A(nother) Raving Leftist

Charles Brown CharlesB at CNCL.ci.detroit.mi.us
Tue Oct 27 11:38:47 PST 1998



>>> Max Sawicky


> . . .
> Bourgeois ideological blurring
> of the definition of fascism is
> Demogogy 101. . . .

Merry Christmas to you too.

____________

Charles: I don't celebrate Christmas

Despotism is not the same thing as fascism. As William Lear would say, sloppy definitions are not a help to the political project. Mao, who you quoted, did not espouse a fascist ideology.
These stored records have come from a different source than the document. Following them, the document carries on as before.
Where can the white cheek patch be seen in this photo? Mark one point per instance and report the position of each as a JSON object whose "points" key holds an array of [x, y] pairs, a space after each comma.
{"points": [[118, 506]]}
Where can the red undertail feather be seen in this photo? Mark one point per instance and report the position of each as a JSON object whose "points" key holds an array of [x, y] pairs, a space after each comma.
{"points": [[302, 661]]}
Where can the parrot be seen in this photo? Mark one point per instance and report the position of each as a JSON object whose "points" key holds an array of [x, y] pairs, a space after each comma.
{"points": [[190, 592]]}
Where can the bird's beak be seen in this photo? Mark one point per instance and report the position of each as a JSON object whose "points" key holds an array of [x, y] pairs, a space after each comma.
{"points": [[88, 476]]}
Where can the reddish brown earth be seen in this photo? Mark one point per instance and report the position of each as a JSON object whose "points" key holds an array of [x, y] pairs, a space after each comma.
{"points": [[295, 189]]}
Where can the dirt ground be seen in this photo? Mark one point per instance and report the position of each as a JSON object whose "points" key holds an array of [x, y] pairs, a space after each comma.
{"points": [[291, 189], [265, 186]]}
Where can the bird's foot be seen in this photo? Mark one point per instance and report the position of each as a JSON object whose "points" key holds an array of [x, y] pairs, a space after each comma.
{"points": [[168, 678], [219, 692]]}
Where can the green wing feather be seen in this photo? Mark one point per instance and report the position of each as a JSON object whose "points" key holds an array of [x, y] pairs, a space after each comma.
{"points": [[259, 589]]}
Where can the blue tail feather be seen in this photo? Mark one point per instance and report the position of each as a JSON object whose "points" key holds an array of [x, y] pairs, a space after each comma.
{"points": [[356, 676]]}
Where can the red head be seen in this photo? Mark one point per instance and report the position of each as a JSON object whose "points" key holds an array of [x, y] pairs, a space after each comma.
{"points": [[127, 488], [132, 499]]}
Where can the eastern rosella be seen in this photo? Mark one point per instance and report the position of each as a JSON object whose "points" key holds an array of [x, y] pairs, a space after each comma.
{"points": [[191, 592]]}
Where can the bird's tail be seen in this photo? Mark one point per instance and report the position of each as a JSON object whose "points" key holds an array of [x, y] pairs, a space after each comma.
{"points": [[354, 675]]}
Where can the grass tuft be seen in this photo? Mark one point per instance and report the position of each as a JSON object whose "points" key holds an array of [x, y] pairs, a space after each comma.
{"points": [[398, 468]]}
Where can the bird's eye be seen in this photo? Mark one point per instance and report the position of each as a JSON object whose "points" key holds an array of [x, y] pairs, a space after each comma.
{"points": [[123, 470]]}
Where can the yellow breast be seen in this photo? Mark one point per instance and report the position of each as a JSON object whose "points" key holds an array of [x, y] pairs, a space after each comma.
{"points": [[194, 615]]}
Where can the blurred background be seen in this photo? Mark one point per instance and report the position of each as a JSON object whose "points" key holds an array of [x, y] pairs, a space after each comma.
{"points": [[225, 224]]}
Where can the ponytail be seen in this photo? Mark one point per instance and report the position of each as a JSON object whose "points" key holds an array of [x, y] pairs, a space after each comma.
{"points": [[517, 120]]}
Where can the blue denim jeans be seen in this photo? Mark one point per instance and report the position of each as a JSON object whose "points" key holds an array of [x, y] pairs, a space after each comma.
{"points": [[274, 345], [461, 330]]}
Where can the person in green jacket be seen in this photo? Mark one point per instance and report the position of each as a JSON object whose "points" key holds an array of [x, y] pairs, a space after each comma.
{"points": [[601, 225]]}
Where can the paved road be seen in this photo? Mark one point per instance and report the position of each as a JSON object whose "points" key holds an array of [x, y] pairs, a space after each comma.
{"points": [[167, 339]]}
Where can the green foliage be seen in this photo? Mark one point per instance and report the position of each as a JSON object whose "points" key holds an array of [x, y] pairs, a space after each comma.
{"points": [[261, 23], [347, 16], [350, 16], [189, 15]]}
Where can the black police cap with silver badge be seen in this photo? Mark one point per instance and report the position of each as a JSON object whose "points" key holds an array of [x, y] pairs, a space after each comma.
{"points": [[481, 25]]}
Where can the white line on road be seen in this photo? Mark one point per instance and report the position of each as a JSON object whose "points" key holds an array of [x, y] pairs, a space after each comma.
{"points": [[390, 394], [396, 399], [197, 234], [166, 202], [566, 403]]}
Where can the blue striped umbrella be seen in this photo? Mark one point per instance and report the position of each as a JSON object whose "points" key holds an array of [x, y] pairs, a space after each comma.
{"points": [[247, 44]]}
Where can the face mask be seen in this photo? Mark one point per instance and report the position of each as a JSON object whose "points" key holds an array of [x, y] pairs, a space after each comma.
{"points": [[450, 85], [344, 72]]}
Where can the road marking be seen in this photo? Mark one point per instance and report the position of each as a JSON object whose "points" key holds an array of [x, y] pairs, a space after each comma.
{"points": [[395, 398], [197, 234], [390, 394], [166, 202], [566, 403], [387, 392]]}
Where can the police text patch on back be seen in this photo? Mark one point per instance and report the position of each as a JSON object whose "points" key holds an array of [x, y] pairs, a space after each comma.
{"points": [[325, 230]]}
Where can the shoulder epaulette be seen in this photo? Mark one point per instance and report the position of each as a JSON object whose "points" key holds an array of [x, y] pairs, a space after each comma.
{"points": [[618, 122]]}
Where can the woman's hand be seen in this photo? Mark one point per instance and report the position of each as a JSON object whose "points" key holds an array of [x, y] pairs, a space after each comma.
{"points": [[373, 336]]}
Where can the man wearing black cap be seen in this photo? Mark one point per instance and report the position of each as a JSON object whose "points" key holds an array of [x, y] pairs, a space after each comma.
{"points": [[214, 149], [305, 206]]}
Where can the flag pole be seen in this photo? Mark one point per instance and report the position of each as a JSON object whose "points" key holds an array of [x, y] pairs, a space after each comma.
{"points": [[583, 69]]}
He espoused revolutionary war, which includes, of course, the use of terror by the working classes for their self -liberation.

I mean if you are only talking about ideology, as you say, Mao is not at all an example of fascist ideology, exactly because class dimensions are so critical in defining fascist ideology, and Mao's class ideology is the complete opposite of that of the fascists.

A main problem with the fascists' ideology is that they are arch-demogogues or liars. What they say, their "ideology" is cannot be discussed in the way other ideologies are because the level of their demogogy is such that their words are riddled with gross lies. It is like studying the "ideology" of organized crime. "Ideology" imputes some measure of good faith in the holder of the ideology.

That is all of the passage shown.